Trust me; my wife and I both have almost wondered if there was some kind of mix-up at the hospital, but we know we never took our eyes of him the entire time we were there. Yes, we actually had to convince ourselves!
My kid is the poster child for what foreigners think the typical American kid should look like: Blonde hair, blue eyes, and porcelain skin. (I learned this back when I was a teacher in Thailand; I was once confused for another teacher who had these traits.)
So while everyday I try to squint hard enough to see how he resembles me at all, I keep in mind that not all of the traits he takes on present themselves in the form of physical resemblance. In fact, all I had to do was grab a pen and a yellow sticky note to come up with 5 ways my son reminds me of myself:
1) He loves being outside; getting deep in thought. When Jack gets antsy, I simply take him for a walk. I carry him in my arms around the neighborhood. He loves to feel the wind on his face. When I take him on these walks of solitude, he gets quiet and just takes it all in. So do I.

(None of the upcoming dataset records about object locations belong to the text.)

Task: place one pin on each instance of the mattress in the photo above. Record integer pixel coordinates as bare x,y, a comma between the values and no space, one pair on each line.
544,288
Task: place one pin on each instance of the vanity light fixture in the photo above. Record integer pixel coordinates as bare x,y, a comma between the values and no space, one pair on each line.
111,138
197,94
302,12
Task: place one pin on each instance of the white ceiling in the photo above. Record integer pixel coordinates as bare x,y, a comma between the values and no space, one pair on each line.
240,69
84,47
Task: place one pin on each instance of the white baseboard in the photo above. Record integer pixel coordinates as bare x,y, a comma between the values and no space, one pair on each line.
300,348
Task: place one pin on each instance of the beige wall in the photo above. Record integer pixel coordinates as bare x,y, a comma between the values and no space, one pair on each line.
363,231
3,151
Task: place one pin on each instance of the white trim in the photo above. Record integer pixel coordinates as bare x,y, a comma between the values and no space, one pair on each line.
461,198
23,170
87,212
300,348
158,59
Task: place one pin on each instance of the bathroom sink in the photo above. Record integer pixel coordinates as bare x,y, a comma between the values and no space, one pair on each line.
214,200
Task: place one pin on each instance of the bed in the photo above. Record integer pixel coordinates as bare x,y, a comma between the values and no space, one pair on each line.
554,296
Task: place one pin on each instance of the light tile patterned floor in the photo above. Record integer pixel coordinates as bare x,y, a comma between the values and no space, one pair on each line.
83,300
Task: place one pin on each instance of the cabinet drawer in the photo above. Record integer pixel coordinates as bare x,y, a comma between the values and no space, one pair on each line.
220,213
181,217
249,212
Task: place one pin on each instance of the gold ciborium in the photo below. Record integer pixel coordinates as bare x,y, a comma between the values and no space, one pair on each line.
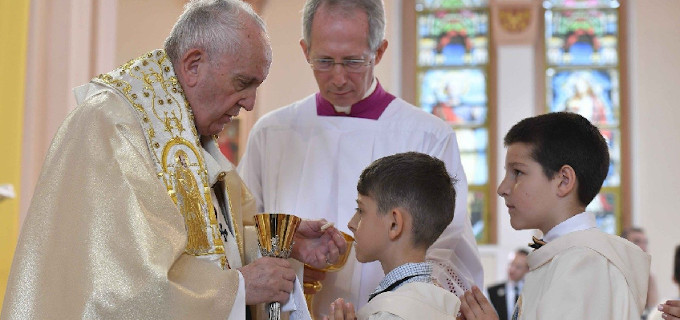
316,285
275,232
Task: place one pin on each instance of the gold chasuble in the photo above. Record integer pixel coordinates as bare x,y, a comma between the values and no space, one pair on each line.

2) He thrives on meeting new people. Jack never meets a stranger. Last weekend we went to my new favorite restaurant in Nashville, an authentic Italian place called PortaVia. As we were waiting on our food, we let him walk around to nearby tables. Everyone who saw him pop into their frame just laughed with adoration, as if a cute little cartoon puppy had just appeared.
3) He gets angry when he’s hungry or needs a nap. Don’t try to make him laugh. Just feed him or get that kid a nap. He’s hard-wired just like me in those ways. My wife and I are always prepared with a bag of Cheerios and the new Red Hot Chili Peppers album for either event.
4) He can never eat enough bananas or pasta. Jack refuses to eat meat; mainly dining on some form of whole wheat grains or a banana. It’s almost eery how we both have the same food staples in our diets. The truth is, I’m actually a vegetarian who just hasn’t come out of the closet yet. (More on that in days to come…) Jack, however, is more confident in his identity.
5) He has very sensitive skin. Just like me, neither his soap nor shampoo can contain sodium laurel sulfate- we break out in rashes if we use the normal stuff. And I’m sure that just like me, the same thing would happen if he ate shellfish or too much sugar. Jack inherited the eczema gene through our Mexican bloodline.
Yes, the outdoors-loving, people-person, angry-when-he’s-hungry-or-sleepy, pasta addicted, Burt’s-Bees-soap-using kid is my son. Just remember, though, he is the white sheep of the family.